Biche

Ma première rencontre avec Biche — son surnom hérité de son enfance et auquel elle tient par-dessus tout — eut lieu en février 2021 entre deux confinements Covid. Une fois n’est pas coutume, je suis sollicité par le psychologue intervenant à la maison de retraite où réside Biche. Cette dernière est alors âgée de 92 ans et elle conserve, malgré son grand âge, une mémoire intacte. La décision de me confier l’écriture de la biographie de Biche a été prise en accord avec les neveux de la narratrice, car Biche est veuve et sans descendance. Les neveux de Biche souhaitent que leur parente, dernière représentante d’une génération dont le souvenir disparaîtra avec elle, transmette l’histoire de sa famille élargie.

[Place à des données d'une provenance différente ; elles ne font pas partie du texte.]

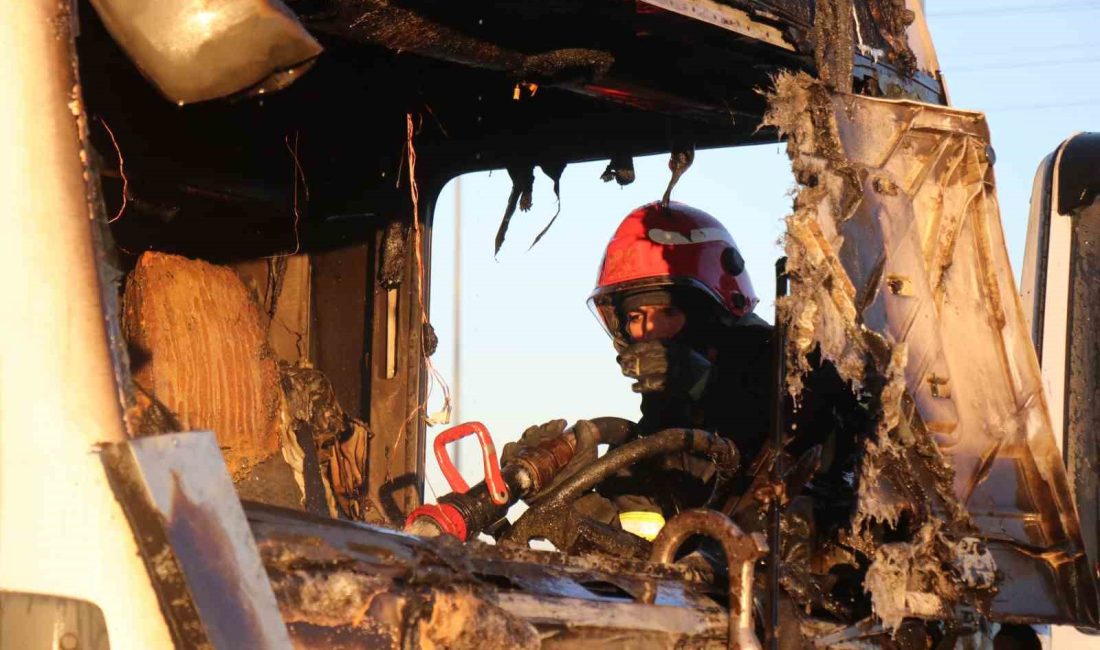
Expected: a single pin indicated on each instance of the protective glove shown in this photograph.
(587, 439)
(666, 366)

Dès notre premier entretien, Biche se montre volubile, elle ne se lasse pas de raconter les parcours de vie de ses grands-parents, de ses parents et de ses sœurs décédées une décennie plus tôt. Son récit commence par une histoire d’amour contrarié entre une jeune fille originaire du Nord, une région durement éprouvée pendant la Grande Guerre, et un jeune homme né en Lorraine, mais du mauvais côté de la frontière redessinée par les Allemands à l’issue de la défaite de 1871. Le père de Biche épousera finalement sa belle, mais devra avant cela endosser l’uniforme de la gendarmerie en signe d’attachement à la France. Biche voit le jour en 1929, elle a 10 ans lorsque la Seconde Guerre mondiale est déclarée. Elle se souvient, sans marquer la moindre hésitation, du nom de l’homme qui prendra tous les risques pour faire passer sa mère, ses sœurs et elle en zone libre. Après recherche, le passeur s’avère être un grand résistant. Biche retrace l’itinéraire de sa famille dans le sud de la France. Je trouve dans les journaux de l’époque de précieux compléments d’information sur les rôles joués par le père et l’oncle de Biche dans l’Aide aux réfugiés. L’infatigable vieille dame se souvient des exactions de l’armée allemande dans la Drôme, tout comme des procès expéditifs organisés à la Libération.

Adolescente, elle grandit en Lorraine entre sa mère, quelque peu autoritaire, et son père qui la gâte. Après son mariage avec Jean, elle donnera naissance à un garçon que la maladie emportera de manière soudaine à l’âge de 6 ans. En 2019, Biche et son mari sont accueillis en maison de retraite, huit jours plus tard, Jean décède. Alors que Biche tente de reprendre le fil de sa vie, désormais solitaire, surviennent l’épidémie de Covid et les périodes de confinement. Ses neveux prennent régulièrement des nouvelles de leur tante pour rompre son isolement. L’un d’eux prend l’initiative de rédiger un journal du confinement, un témoignage fort sur le désarroi des personnes âgées contraintes de vivre recluses dans leur chambre ou de se tenir à bonne distance des autres membres de leur communauté. Le journal du confinement sera, en partie, intégré à la biographie de Biche.

Biche s’en est allée en août dernier.